1b. It’s still fairly early (for us!) but warm enough that I have to shed my hoodie for my water-filling chores.

2. The river is much quieter as we go through Horning than it was on our journey to Salhouse on Sunday.

2b. We think we’ve “fixed” the problem with our boat but it recurs. We have to double back to Horning to await the engineer – we have to sit in a riverside pub garden in the sunshine, eating sausage rolls and drinking local beer. Such a hardship.

2c. We watch a dredger at work – impressive to have such massive machinery working on floating rafts.

3. The moorings at St Benet’s Abbey are fairly quiet. People come and go all day but it’s never busy, and when night falls, all the boats are pleasantly separated.

3b. What I thought was the Abbey is actually the gatehouse – with a mill built around its old walls. It’s much more interesting than the actual abbey – which is just structureless mounds of stones – and we both gasp as we walk inside the tower of bricks.

3c. The smoothness of the stones. More old graffiti.

3d. Sunbathing and reading on the bow again. A goose watches me eat my biscuits, cocking its head every time I take a bite.

3e. I cook a risotto.

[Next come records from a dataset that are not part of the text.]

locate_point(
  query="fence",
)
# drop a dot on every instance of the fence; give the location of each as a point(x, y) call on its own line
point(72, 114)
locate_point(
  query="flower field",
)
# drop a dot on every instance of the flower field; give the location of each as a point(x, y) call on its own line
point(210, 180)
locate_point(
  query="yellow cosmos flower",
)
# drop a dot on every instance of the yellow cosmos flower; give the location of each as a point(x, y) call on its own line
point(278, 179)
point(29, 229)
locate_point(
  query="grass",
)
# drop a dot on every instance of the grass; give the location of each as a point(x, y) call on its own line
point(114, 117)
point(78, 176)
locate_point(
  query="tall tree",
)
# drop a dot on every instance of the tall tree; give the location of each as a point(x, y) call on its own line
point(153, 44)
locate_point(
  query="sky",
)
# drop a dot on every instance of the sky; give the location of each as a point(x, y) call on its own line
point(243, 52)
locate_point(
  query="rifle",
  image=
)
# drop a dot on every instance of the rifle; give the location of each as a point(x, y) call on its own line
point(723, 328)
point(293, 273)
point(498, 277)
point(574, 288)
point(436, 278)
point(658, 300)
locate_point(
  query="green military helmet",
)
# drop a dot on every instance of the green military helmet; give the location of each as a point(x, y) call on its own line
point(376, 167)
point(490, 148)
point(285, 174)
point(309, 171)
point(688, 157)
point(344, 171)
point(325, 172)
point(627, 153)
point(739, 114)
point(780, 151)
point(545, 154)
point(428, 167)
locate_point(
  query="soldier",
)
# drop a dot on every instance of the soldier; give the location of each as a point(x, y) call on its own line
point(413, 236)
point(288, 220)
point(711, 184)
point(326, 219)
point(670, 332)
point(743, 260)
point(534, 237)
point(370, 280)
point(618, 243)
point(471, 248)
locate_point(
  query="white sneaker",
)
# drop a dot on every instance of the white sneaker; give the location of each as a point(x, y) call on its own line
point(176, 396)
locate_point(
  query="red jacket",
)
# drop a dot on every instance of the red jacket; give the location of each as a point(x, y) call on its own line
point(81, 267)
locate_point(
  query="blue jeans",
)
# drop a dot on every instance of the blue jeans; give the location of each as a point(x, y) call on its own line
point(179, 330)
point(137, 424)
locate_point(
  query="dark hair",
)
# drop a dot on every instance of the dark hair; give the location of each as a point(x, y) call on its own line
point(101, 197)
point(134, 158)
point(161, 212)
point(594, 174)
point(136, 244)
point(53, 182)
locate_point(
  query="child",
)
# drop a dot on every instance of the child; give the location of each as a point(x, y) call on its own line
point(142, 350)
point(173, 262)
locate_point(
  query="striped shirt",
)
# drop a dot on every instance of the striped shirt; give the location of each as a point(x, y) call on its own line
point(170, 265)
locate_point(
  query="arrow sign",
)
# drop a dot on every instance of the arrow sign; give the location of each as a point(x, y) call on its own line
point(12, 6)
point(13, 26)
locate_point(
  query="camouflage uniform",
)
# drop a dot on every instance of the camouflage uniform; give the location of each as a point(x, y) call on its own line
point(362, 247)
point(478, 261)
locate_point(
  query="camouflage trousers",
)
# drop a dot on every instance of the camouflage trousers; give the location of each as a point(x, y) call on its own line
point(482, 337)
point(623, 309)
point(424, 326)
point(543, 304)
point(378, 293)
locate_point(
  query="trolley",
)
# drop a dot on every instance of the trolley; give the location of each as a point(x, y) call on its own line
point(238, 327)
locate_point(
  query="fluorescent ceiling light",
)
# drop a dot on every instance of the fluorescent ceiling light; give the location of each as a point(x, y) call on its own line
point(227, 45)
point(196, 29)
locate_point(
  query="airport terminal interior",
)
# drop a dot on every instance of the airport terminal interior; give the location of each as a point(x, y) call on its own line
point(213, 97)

With dull knives and a glass chopping board – and a strange cooker and lack of utensils – I have to stay more focused than I do at home. It works out well.

4. The unusual shape of a bird catches my eye – it turns out to be a barn owl hunting its supper. We watch it swoop over the fields and it leads us to spotting deer, birds fighting in flight and other tiny birds catching flies.

4b. We’re watching for fish bobbing up for insects and both stare agog – then laugh – when a grebe appears from nowhere.

4c. A lovely sunset in a perfect place/position.

4d. A yellow wagtail hangs out with a group of pied ones – sometime in the last week we became birdspotters.

4e. I think I’ve lost the game but actually one neat move lets me win.